Parece que tudo depende, digo eu aos alunos que me olham estupefactos com esse milagre da multiplicação das palavras, daquilo que juntamos a essa nossa condição natural de estarmos. Com quem estamos dirá o como estamos.

"E obcecado, vem daí também?", alguém pergunta. Procuramos. E descobrimos que se engana quem pensa que obsessão e obcecado têm a mesma raiz. Obcecado é aquele que é cego do que tem diante de si - caecare, cegar, junta-se a ob, que significa o tal adiante. O obcecado é aquele que se tornou cego, e nada mais consegue distinguir à sua frente. As pessoas obcecadas não sofrem de obsessão - elas não cercam, não ameaçam, não estão à espera de que o outro caia à sua frente. As pessoas obcecadas encontram-se em algum grau de cegueira com relação ao que têm diante de si. Os danos que provocam, são a si mesmas. Os danos daquele que obsidia atingem o outro, a quem se dirigem.

E voltamos ao sedere.

A quarta possibilidade é juntar-lhe o prefixo re, esse intensificador. Temos como resultado resedere - uma forma muito intensa de acalmar.
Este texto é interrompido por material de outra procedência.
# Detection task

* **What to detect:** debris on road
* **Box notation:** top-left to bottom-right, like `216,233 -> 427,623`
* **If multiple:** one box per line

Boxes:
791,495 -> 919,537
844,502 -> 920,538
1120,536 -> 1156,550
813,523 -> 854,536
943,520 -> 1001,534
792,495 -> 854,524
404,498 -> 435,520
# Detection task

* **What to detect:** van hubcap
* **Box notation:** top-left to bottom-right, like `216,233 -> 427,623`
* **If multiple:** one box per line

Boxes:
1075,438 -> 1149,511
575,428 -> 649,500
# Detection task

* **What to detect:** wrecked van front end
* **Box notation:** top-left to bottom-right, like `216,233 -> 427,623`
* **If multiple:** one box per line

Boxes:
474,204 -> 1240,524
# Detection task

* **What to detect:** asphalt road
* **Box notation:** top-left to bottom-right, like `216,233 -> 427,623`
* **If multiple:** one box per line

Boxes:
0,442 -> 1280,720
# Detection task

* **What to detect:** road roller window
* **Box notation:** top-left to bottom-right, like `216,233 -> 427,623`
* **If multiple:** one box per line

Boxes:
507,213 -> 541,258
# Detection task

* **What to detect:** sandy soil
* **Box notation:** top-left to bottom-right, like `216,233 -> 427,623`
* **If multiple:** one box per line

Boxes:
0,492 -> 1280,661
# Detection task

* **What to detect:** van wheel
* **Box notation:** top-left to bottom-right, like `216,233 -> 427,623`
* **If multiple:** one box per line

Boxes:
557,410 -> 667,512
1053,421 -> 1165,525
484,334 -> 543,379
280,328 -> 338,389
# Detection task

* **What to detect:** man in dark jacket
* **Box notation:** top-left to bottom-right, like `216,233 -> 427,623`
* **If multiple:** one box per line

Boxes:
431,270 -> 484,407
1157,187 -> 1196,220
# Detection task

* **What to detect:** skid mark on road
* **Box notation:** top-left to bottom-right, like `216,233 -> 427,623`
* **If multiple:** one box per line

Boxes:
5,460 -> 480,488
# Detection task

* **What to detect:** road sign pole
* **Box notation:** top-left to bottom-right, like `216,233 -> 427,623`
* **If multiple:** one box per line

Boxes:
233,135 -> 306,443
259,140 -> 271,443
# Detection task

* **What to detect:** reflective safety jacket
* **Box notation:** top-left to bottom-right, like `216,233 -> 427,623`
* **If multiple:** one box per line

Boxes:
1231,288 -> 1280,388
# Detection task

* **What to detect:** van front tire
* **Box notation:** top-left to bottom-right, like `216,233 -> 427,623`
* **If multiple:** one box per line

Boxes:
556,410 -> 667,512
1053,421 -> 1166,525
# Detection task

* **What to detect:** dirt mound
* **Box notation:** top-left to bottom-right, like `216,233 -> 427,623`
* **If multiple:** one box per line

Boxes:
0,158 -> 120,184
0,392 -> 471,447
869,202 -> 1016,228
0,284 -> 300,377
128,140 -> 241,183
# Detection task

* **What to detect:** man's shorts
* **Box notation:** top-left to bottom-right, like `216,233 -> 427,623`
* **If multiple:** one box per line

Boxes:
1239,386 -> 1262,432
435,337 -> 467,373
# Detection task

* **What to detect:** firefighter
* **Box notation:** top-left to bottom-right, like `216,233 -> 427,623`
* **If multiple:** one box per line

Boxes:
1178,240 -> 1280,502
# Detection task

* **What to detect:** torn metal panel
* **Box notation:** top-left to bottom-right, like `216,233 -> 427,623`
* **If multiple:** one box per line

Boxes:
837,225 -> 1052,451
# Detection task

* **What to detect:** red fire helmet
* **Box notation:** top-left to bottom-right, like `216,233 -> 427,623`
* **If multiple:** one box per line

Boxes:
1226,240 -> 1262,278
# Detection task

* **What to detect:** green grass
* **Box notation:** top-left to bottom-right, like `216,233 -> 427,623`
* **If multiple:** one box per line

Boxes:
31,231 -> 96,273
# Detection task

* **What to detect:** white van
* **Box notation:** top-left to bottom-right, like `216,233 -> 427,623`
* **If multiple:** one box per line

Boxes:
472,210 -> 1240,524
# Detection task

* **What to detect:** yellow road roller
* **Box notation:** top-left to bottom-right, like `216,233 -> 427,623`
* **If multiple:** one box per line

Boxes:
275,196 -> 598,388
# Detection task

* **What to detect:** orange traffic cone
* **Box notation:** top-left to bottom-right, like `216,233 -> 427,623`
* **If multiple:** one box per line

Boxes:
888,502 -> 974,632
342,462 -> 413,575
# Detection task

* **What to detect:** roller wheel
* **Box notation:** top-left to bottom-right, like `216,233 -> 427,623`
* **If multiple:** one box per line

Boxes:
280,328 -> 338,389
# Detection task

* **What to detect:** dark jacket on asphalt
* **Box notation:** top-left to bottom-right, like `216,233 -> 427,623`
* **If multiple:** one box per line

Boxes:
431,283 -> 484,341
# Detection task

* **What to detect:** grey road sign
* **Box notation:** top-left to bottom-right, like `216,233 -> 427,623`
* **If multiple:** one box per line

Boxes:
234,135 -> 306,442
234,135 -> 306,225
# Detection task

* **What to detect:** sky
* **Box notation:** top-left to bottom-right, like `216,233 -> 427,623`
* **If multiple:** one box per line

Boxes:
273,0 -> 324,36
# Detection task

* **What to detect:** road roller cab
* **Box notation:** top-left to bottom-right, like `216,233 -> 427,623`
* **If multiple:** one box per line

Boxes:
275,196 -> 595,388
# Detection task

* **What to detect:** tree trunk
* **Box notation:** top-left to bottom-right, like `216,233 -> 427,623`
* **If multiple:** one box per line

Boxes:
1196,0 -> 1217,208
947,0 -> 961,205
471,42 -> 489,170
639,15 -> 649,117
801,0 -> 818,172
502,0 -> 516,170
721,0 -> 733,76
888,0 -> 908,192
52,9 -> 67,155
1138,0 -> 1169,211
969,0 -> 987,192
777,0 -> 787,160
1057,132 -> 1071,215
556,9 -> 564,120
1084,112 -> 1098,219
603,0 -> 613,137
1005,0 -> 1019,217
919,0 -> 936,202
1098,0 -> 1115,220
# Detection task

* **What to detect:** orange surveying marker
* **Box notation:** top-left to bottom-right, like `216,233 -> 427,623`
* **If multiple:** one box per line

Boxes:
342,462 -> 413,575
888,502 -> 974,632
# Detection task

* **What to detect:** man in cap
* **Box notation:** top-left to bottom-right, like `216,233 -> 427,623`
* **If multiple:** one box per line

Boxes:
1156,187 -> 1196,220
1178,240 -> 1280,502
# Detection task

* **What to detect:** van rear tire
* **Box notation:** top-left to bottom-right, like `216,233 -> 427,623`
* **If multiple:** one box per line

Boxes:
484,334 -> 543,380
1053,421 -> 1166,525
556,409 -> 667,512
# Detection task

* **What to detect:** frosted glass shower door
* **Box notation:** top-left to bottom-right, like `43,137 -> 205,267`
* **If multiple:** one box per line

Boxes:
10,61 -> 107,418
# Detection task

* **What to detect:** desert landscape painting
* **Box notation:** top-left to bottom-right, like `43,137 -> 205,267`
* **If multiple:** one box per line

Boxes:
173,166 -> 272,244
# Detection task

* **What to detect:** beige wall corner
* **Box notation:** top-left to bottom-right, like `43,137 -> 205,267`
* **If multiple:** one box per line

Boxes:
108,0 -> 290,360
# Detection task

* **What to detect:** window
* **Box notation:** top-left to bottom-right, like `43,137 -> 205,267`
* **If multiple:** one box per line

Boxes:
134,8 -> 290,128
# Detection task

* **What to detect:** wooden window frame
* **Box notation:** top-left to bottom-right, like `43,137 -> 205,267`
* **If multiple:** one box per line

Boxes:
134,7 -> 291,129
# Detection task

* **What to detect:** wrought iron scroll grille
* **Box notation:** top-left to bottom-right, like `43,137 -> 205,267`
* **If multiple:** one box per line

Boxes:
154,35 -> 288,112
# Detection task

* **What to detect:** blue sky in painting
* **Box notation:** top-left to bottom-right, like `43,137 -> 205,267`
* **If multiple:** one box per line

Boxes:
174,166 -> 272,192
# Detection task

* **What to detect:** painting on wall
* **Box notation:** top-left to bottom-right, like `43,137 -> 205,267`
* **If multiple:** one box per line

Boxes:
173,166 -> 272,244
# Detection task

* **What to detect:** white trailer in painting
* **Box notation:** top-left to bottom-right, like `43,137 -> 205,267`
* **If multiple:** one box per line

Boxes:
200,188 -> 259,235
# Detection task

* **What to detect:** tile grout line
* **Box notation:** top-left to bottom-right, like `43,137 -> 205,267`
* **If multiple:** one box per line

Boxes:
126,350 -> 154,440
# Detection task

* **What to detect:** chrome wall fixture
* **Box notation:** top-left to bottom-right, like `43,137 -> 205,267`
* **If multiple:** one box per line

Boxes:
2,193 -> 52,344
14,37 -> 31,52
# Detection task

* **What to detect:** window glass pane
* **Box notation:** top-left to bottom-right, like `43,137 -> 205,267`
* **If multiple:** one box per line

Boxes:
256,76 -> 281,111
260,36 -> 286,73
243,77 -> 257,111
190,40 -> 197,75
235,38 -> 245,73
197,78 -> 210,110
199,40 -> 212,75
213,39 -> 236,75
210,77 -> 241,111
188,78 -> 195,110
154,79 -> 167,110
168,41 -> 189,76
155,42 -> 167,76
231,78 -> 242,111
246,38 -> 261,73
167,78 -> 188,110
Resedere transformou-se na nossa forma resedá, essa árvore meio arbustiva que abunda nas ruas e praças, para a qual fiquei olhando na semana passada, enquanto escolhia quais árvores plantaria na calçada.

É diferente do resedá-amarelo (Galphimia brasiliensis), mais rústico, também chamado de quaró. O resedá-amarelo é uma planta usada magicamente nas religiões afro-brasileiras. Resiste às condições mais duras, aguenta secas longas e chuvas intensas. Ao contrário dos resedás que vemos florindo as calçadas, e que não resistem tão bem a geadas, o resedá-amarelo distrai-se com qualquer condição atmosférica. Usando-o para banhos, auxilia quem enfrenta adversidades persistentes na vida, e delas precisa reerguer-se. O resedá-amarelo é também uma "tintureira", usada desde a Idade Média para dar cor aos tapetes. É por isso uma planta que se impõe sobre o que está na base - e também essa qualidade, de tingir e modificar a cor dos elementos presentes, nos influencia quando a manipulamos. O resedá-amarelo acalma, tranquiliza e ajuda nos processos de reerguida. Para estarmos e sermos aquilo que podemos e queremos e devemos. E continuar à procura de palavras que despertem nossos sentidos para as coisas que, por serem verdade, valem as penas.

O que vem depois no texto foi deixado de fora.